Keputusan Sultan untuk mendukung Republik Indonesia memiliki dampak simbolis yang penting dan menjadi salah satu momen krusial dalam sejarah perjuangan kemerdekaan Indonesia. Penolakan Sultan itu bukan disebabkan karena sikap oportunis yang mencerminkan keinginan berkuasa. Sultan mendukung kemerdekaan Indonesia dengan alasan-alasan yang kompleks, termasuk pertimbangan etika, nasionalisme, dan dukungan terhadap perjuangan rakyat Indonesia.
Sudah sejak lama, Sultan menolak sistem kolonialisme, yang menurutnya telah menciptakan konflik tak berkesudahan di lingkungan Istana maupun di masyarakat bawah. Terlebih, pada abad ke-19, beberapa raja atau kepala tradisional di Indonesia diangkat atau diakui oleh pemerintah kolonial Belanda melalui perjanjian atau traktat yang disebut Contracten (perjanjian) atau Vorstencontract (perjanjian dengan raja).

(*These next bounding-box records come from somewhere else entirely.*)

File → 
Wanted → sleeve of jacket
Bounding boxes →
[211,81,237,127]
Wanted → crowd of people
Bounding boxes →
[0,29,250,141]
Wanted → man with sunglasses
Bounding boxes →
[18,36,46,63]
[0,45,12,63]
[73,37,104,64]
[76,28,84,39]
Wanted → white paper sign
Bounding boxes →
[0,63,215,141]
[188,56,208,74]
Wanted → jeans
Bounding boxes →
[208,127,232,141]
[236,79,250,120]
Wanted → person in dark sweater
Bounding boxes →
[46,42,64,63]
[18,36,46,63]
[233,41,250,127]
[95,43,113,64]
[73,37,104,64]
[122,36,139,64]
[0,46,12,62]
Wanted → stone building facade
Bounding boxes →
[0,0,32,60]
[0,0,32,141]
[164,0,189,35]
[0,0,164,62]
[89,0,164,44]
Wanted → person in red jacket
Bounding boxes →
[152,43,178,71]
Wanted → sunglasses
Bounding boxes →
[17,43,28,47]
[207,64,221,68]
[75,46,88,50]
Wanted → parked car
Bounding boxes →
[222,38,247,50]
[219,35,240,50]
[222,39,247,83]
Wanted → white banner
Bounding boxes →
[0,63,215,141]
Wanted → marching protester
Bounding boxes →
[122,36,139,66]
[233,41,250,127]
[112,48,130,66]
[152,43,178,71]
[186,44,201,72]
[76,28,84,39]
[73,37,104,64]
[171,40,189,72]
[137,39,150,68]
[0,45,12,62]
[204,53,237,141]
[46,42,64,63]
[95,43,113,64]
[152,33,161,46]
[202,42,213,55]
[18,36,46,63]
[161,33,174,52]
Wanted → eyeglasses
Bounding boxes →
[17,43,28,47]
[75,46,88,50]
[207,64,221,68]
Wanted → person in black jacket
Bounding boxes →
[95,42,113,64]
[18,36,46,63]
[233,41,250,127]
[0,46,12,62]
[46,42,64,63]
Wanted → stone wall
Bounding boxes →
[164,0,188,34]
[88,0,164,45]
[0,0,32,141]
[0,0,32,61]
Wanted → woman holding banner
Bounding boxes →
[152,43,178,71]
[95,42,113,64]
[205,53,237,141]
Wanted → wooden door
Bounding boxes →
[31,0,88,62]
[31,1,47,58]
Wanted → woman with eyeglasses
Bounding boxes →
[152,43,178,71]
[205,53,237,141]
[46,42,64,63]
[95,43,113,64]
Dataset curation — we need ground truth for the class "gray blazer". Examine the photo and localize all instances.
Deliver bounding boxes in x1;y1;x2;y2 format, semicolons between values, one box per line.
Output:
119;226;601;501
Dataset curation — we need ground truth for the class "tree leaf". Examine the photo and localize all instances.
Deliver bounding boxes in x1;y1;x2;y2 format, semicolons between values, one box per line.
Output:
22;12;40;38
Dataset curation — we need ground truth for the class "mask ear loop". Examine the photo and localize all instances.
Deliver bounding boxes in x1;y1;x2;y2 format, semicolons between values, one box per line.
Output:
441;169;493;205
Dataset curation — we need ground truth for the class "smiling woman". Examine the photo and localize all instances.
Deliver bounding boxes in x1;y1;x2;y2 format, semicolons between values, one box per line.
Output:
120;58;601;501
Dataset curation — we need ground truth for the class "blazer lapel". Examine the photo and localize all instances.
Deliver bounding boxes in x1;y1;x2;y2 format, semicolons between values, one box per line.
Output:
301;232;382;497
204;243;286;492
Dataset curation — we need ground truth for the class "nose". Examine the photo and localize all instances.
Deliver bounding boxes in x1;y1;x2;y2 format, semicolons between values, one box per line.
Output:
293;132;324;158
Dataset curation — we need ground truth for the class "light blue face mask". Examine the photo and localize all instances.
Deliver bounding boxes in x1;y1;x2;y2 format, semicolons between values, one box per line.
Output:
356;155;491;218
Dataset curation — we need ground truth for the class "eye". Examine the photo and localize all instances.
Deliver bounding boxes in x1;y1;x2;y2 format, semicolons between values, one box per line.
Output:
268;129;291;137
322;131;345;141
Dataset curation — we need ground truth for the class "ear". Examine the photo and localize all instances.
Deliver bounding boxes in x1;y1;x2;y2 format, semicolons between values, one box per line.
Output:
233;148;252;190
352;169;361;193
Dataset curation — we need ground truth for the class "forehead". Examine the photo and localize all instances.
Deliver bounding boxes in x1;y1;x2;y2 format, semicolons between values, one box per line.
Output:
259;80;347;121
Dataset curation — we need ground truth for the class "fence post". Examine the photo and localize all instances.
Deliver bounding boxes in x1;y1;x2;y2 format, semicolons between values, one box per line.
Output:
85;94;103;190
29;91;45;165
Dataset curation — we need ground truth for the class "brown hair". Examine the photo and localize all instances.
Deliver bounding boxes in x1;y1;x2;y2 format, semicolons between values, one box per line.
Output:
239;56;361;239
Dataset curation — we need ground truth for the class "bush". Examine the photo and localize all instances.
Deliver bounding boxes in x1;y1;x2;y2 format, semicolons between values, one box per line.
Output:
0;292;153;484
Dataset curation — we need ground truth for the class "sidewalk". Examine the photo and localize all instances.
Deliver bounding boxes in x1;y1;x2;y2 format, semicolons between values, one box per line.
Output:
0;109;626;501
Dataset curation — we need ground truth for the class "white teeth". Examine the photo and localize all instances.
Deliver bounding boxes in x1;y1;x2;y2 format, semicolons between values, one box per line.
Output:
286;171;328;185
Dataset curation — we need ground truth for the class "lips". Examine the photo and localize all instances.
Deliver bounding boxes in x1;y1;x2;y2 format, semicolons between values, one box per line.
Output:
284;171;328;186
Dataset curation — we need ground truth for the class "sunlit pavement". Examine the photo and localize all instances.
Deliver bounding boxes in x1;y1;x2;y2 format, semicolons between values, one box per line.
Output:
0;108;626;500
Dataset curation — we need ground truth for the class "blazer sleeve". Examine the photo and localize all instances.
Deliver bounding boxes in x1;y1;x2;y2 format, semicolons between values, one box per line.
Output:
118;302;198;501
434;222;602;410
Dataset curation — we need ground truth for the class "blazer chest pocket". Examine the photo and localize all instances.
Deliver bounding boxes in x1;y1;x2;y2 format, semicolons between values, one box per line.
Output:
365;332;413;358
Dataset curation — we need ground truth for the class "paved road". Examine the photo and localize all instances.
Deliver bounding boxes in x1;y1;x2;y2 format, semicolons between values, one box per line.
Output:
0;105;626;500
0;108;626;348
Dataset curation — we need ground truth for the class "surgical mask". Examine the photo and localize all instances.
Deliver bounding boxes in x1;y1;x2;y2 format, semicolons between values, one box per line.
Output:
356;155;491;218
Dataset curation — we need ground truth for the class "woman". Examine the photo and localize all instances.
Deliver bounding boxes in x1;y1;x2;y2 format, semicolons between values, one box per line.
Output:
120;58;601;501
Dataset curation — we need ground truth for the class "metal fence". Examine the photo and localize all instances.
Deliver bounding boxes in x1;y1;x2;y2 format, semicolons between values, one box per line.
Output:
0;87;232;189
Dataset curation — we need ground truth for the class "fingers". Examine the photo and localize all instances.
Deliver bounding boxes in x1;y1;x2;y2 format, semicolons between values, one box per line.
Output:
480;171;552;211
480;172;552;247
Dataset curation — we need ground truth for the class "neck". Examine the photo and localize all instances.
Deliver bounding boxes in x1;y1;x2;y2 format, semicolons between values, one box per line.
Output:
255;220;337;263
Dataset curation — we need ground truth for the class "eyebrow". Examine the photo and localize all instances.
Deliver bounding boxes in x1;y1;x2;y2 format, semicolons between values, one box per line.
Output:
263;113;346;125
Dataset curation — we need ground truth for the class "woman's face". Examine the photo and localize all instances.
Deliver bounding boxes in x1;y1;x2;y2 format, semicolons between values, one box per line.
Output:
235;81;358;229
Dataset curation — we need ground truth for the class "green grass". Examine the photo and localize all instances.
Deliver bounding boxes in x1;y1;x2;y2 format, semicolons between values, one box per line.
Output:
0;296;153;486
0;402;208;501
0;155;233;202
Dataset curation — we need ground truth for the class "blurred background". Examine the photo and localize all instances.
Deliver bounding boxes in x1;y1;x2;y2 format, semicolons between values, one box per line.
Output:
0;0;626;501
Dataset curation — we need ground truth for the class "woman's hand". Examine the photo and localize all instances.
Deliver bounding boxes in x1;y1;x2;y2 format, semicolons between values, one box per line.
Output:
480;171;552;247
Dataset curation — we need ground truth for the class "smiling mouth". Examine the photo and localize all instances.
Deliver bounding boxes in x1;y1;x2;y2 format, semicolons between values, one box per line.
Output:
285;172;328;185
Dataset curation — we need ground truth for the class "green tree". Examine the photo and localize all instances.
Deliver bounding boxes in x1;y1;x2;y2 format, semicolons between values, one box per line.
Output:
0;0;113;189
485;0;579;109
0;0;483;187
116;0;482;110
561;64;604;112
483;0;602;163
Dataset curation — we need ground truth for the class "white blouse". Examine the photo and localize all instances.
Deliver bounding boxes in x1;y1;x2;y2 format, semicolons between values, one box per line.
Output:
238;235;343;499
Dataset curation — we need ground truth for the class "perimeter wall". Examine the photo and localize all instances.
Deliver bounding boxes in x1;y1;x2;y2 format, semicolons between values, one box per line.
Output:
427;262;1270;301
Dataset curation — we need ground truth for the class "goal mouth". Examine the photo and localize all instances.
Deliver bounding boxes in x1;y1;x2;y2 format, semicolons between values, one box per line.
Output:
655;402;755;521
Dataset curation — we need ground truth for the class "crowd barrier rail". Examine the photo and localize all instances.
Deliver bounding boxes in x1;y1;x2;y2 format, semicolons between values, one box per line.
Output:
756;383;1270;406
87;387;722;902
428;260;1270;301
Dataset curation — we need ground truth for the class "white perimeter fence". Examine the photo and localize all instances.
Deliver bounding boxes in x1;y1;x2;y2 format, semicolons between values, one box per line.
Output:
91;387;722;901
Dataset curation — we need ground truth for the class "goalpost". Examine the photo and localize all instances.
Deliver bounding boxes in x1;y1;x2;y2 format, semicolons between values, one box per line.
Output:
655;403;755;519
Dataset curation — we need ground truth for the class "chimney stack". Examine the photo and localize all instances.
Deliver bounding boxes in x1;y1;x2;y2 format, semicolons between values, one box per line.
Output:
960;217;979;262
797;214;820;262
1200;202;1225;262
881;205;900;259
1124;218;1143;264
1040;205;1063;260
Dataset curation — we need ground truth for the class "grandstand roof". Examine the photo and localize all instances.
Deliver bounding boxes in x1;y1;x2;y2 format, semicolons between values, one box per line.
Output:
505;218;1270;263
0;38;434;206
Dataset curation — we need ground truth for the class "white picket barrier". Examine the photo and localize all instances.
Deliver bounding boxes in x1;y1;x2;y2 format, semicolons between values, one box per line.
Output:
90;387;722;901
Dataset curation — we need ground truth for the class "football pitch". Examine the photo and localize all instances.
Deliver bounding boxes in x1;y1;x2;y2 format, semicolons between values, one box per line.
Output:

Dalam perjanjian semacam itu, kepala tradisional setuju untuk mengakui kedaulatan Belanda dan berjanji setia kepada pemerintah kolonial. Namun, perjanjian semacam itu tidak selalu bersifat sukarela atau tanpa tekanan. Kadang-kadang, kepala tradisional setempat dihadapkan pada situasi yang sulit, termasuk ancaman atau tindakan militer oleh Belanda, yang mungkin mengakibatkan mereka menandatangani perjanjian demi mempertahankan keberlanjutan pemerintahan lokal mereka.
Perjanjian itu dinilai oleh Sultan sebagai bentuk nyata praktik kolonialisme yang melahirkan penindasan, awalnya kepada pemimpin lokal, dan akhirnya berdampak kepada rakyat. Sultan HB IX adalah salah satu yang berani menunjukkan penolakan itu, karena ia menganggap bahwa Kesultanan Yogyakarta adalah negeri yang merdeka dan tidak berada di bawah Kerajaan Belanda. Semangatnya itu juga mencerminkan pemikiran modern yang didapatkan semasa menimba ilmu di Belanda.
Tidak sampai di situ, pada waktu Indonesia memasuki masa Revolusi, salah satu momen terkenal terkait penolakan Sultan HB IX adalah ketika Belanda mencoba memaksanya untuk menandatangani perjanjian yang dikenal sebagai Gentlemen's Agreement pada 1948. Perjanjian tersebut bertujuan untuk memberikan pengaruh lebih besar kepada Belanda di Yogyakarta. Namun, Sultan HB IX menolak menandatangani perjanjian tersebut dan lebih memilih mengundurkan diri apabila Belanda memaksa.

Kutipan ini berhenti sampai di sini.